Andrena cluster¶

The Andrena cluster is a set of GPU nodes which were purchased with a Research Capital Investment Fund to support the University's Digital Environment Research Institute.

Hardware¶

The cluster comprises 16 GPU nodes - each with 4 GPUs, providing a total of 64 Nvidia A100 GPUs. The Andrena nodes are joined to Apocrita and make use of the same job scheduler and high performance networking/storage.

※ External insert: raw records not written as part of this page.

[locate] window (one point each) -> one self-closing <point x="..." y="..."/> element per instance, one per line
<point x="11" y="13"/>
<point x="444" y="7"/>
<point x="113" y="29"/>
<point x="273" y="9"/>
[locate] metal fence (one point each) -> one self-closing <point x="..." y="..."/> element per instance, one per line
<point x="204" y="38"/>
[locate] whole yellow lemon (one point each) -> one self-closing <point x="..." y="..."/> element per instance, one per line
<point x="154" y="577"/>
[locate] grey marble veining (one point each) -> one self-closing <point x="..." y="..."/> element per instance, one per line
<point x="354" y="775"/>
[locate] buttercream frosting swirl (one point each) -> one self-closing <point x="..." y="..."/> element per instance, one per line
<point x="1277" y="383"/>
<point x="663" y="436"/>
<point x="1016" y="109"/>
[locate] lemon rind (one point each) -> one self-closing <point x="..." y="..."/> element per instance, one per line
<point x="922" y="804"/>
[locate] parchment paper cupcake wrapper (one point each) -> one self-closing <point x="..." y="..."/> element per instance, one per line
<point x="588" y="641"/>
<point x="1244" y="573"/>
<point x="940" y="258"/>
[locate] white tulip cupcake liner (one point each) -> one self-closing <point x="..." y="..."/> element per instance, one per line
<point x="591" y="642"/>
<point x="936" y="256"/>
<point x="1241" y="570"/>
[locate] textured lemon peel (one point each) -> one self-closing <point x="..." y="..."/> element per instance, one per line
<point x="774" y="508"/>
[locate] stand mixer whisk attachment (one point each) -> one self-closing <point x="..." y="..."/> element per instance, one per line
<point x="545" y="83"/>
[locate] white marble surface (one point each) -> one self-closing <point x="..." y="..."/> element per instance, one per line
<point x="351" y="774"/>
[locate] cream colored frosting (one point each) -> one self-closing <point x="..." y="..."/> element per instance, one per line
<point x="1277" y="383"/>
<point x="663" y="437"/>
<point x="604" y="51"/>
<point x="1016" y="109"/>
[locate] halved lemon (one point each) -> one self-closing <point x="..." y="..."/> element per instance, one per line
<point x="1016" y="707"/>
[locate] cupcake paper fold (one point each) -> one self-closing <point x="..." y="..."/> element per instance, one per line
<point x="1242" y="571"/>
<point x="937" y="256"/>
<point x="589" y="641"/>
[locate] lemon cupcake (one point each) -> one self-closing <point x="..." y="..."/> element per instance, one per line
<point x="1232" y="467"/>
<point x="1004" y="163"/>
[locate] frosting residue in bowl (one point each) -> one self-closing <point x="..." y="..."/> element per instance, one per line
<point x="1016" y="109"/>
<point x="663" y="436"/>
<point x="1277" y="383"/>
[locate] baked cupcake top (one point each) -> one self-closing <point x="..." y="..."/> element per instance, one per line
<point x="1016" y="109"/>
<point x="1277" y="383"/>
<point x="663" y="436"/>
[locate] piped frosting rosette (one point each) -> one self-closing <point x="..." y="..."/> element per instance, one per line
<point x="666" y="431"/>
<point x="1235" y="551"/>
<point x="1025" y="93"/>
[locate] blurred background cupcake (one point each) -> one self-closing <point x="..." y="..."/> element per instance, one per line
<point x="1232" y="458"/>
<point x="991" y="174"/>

DERI research groups may additionally make use of a portion of the 50TB DERI storage entitlement, while commonly used read-only datasets (e.g. training datasets for machine learning) can be hosted on high performance SSD storage.

Requesting access¶

To request access to the Andrena computational resources or storage, please contact us to discuss requirements.

Logging in to Andrena¶

The connection procedure is the same as Apocrita's login procedure. Please refer to the documentation below for information about how to submit jobs specifically to the Andrena cluster nodes.

Running jobs on Andrena¶

Workloads are submitted using the job scheduler and work exactly the same way as Apocrita, which is documented thoroughly on this site. If you have been approved to use Andrena, jobs can be submitted using the following additional request in the resource request section of the job script:

#$ -l cluster=andrena

Without this setting, the scheduler will try to run the job either on Apocrita or Andrena nodes, depending on availability.

Requesting 12 cores per GPU

By default, Andrena will only accept jobs requesting 8 cores per GPU. To request 12 cores per GPU, ensure the -l cluster=andrena parameter is requested, otherwise your job will be rejected upon submission.

Submitted jobs should follow a similar template to Apocrita GPU jobs, if requesting 8 cores per GPU (default). If using the -l cluster=andrena option to request 12 cores per GPU, the memory request must be reduced to 7.5G RAM per GPU. otherwise your job will be rejected upon submission.

An example GPU job script using a conda environment might look like:

#!/bin/bash
#$ -cwd
#$ -j y
#$ -pe smp 12         # 12 cores per GPU
#$ -l h_rt=240:0:0    # 240 hours runtime
#$ -l h_vmem=7.5G     # 7.5G RAM per core
#$ -l gpu=1           # request 1 GPU
#$ -l cluster=andrena # use the Andrena nodes and enable 12 cores per GPU

module load miniforge
mamba activate tensorflow_env
python train.py

A typical GPU job script using virtualenv will look similar. Some applications such as PyTorch are packaged with necessary GPU libraries built-in, therefore it is not required to load any additional modules for GPU support.

However, CUDA libraries are not always installed as part of a pip install, so it may be necessary to load the relevant cudnn module to make the CUDNN and CUDA libraries available in your virtual environment. Note that loading the cudnn module also loads a compatible cuda module.

#!/bin/bash
#$ -cwd
#$ -j y
#$ -pe smp 12         # 12 cores per GPU
#$ -l h_rt=240:0:0    # 240 hours runtime
#$ -l h_vmem=7.5G     # 7.5G RAM per core
#$ -l gpu=1           # request 1 GPU
#$ -l cluster=andrena # use the Andrena nodes and enable 12 cores per GPU

module load python cudnn
source venv/bin/activate
python train.py